There is a resemblance between Mesopotamia and Egypt. Both were like “oases” in a desert and owed their existence and attractiveness to rivers that flowed, these being expressions of God’s mercies to people living under the oppressive effect of a burning sun. Both Egypt and Mesopotamia had descended from and were linked in Canaan, their forefather, and in the case of Mesopotamia, Nimrod, (“the rebel”) stands out in its history. One could see “the god of this world,” (2 Corinthians 4:4) pictured by Chushan-rishathaim, (“blackness of double wickedness”) who still wants to overcome the child of God and oppose God’s purposes of grace in us. Nimrod was descended from Cush, who was a son of Canaan (Genesis 10:6), so he was descended from the one who was associated with God’s curse through Noah (Genesis 9:25).
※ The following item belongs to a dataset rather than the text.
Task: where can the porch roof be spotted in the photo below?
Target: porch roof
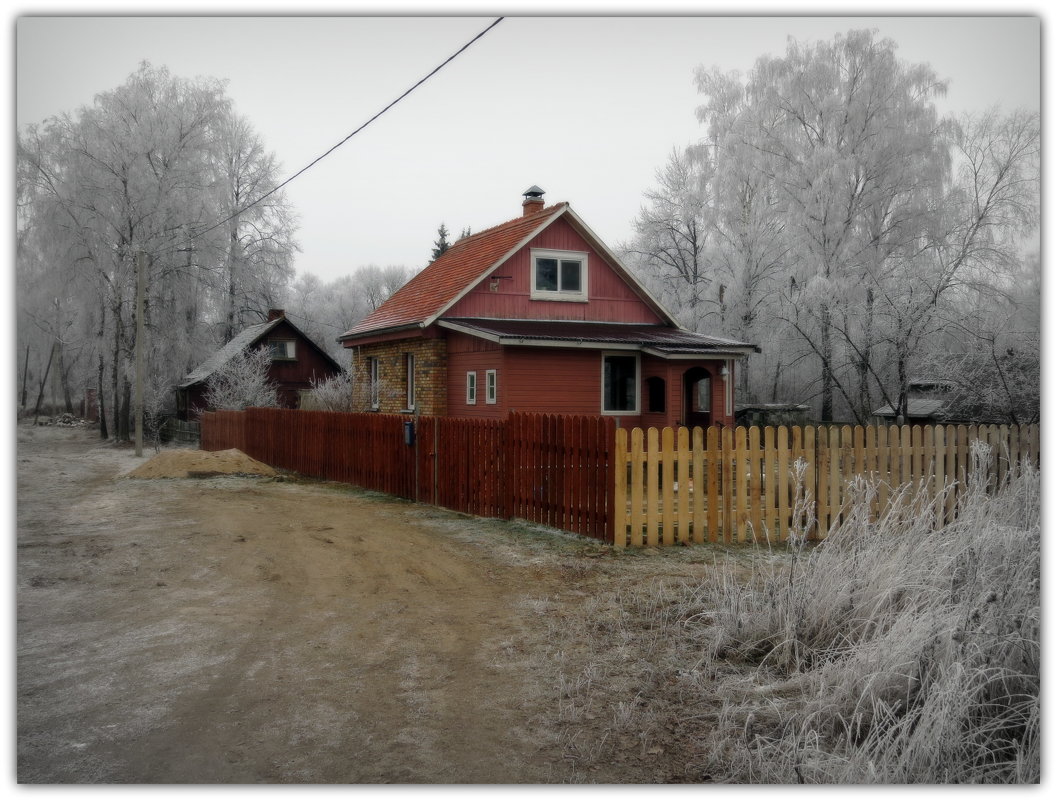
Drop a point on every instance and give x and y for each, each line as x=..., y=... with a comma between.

The number “eight” in Scripture is linked with a new beginning, one more than a complete cycle of seven, so these years of servitude would bring them to a new beginning. It is also a number linked with resurrection, in that it was on the first day of the week, a new start after the old had passed, that our Lord rose triumphantly from the dead. Our ground of receiving power to live for God is through being raised from the dead to walk in newness of life (Romans 6:4, 11). It is good to see that they only took eight years to come to the point of crying out to God for deliverance in contrast to the longer periods of time we see in their servitude later in the book. This would teach us that the people, at this stage of their experience with God, were more sensitive to the fact that they were not enjoying the liberty as God’s people, so they were quicker to cry out to God.

We can become accustomed to conditions that are not God’s will for us at all, and thus we become insensitive to the fact that we are actually under bondage. That may be bondage to wrong teaching, or it might be under the control of wrong habits and practices. Whatever it might be, we need to “awake out of sleep” (Romans 13:11) and be delivered from that condition to serve the Lord afresh. We see God’s work to deliver as we move to the next chapter and look at Othniel, the first judge.